Effects of Nutrient Loading and Mercury Chemical Speciation on the Formation and Degradation of Methylmercury in Estuarine Sediment

Net formation of methylmercury (MeHg) in sediments is known to be affected by the availability of inorganic divalent mercury (Hg(II)) and by the activities of Hg(II) methylating and MeHg demethylating bacteria. Enhanced autochthonous organic matter deposition to the benthic zone, following increased loading of nutrients to the pelagic zone, has been suggested to increase the activity of Hg(II) methylating bacteria and thus the rate of net methylation. However, the impact of increased nutrient loading on the biogeochemistry of mercury (Hg) is challenging to predict as different geochemical pools of Hg may respond differently to enhanced bacterial activities. Here, we investigate the combined effects of nutrient (N and P) supply to the pelagic zone and the chemical speciation of Hg(II) and of MeHg on MeHg formation and degradation in a brackish sediment-water mesocosm model ecosystem.
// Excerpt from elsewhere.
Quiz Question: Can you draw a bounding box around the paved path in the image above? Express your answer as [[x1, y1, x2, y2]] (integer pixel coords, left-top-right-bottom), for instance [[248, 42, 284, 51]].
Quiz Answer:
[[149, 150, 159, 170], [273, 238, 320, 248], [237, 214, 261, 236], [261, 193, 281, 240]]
By use of Hg isotope tracers added in situ to the mesocosms or ex situ in incubation experiments, we show that the MeHg formation rate increased with nutrient loading only for Hg(II) tracers with a high availability for methylation. Tracers with low availability did not respond significantly to nutrient loading. Thus, both microbial activity (stimulated indirectly through plankton biomass production by nutrient loading) and Hg(II) chemical speciation were found to control the MeHg formation rate in marine sediments.